In this study, A large part of the total data will be used for training and the remaining will be for testing. The training data for whole dataset is taken from 1 January 2013 to 30 April 2015 and the testing part of the data is taken from 1 May 2015 to 31 October 2015. Categorical events of the depended variable will coded as binary variables (positive outcome, and negative outcome). This step includes converting each value in the dependent variable PM₁₀ to (-1,1), by taking the criterion of pollution equaled to 50. If the value is greater than or equal to 50, it will be denoted as 1, and if the value is smaller than 50, it will be denoted as -1. The daily data for PM₁₀ values have been collected from Sek. Keb. Batu Muda, Kuala Lumpur, Malaysia meteorological station. Time- stratified method will be used for more accurate forecasting results using different seasonal patterns. The first time stratified series for first season S₁ (rain season) will be includes five months (January 2013, February 2013, December 2013, January 2014 and February 2014) for training and three months of data (December 2014, January 2015 and February 2015) for testing. The second time stratified series for second season S₂ will be includes six months (March 2013, April 2013, May 2013 and March 2014, April 2014, and May 2014) for training and three Months (March 2015’ April 2015’ and May 2015) for testing. The third time stratified series for third season S₃ (dry season) will be also includes six months (June 2013, July 2013, August 2013, June 2014, July 2014, and August 2014) for training and other three months (June 2015, July 2015, and August 2015) for testing. The last time stratified series for fourth season S₄ will be includes six months (September 2013, October 2013, November 2013, September 2014, October 2014, and November 2014) for training and three months (September 2015, October 2015, and November 2015) for testing Figure 1 and Figure 2 below explain the original training and testing series of full datasets respectively.

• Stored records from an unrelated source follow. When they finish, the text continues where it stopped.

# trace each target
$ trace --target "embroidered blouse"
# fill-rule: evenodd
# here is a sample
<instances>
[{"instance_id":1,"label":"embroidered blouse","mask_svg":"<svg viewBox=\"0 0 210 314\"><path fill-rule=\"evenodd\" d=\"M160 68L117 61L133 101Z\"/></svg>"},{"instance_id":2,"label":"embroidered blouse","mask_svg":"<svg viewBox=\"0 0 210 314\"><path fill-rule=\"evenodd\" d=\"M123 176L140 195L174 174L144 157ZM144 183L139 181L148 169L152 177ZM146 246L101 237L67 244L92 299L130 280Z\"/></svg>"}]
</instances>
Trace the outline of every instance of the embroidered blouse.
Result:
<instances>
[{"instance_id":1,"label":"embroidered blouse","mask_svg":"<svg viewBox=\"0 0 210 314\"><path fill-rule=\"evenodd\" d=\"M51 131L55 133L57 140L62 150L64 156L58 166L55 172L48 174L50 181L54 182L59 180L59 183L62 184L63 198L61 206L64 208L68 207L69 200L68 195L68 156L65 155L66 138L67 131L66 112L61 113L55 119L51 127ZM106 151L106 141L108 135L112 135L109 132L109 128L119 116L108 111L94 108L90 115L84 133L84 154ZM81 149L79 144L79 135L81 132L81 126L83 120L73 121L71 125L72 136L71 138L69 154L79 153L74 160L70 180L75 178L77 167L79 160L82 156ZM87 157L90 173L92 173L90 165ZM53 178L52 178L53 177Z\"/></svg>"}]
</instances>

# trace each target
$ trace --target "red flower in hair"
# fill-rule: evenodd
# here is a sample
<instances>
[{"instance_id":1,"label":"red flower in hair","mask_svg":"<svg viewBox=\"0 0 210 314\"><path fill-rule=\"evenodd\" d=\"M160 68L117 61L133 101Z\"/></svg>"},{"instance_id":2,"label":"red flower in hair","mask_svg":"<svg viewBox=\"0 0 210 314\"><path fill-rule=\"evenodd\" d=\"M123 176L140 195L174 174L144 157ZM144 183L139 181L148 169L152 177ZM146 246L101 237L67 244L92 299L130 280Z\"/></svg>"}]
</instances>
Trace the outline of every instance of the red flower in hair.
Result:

Figure 1: The original training series of full data from 1/1/2013 till 31/5/2015.

Figure 2: The original testing series of full data from 1/6/2013 till 31/10/2015.

From Figure 1 and Figure 2 above, several seasonal patterns are detected PM₁₀ variable for training and testing periods. Therefore, time-stratified method will be used to rearrange and divided the full dataset into four subgroups of data such as explained in details previously. Figure 3 and Figure 4 below explain the original time-stratified S₁ for training and testing periods respectively. From Figure 3and Figure 4 above, several seasonal patterns are detected time-stratified S₁ variable for training and testing periods. Figure 5 and Figure 6 below explain the original time-stratified S₂ for training and testing periods respectively.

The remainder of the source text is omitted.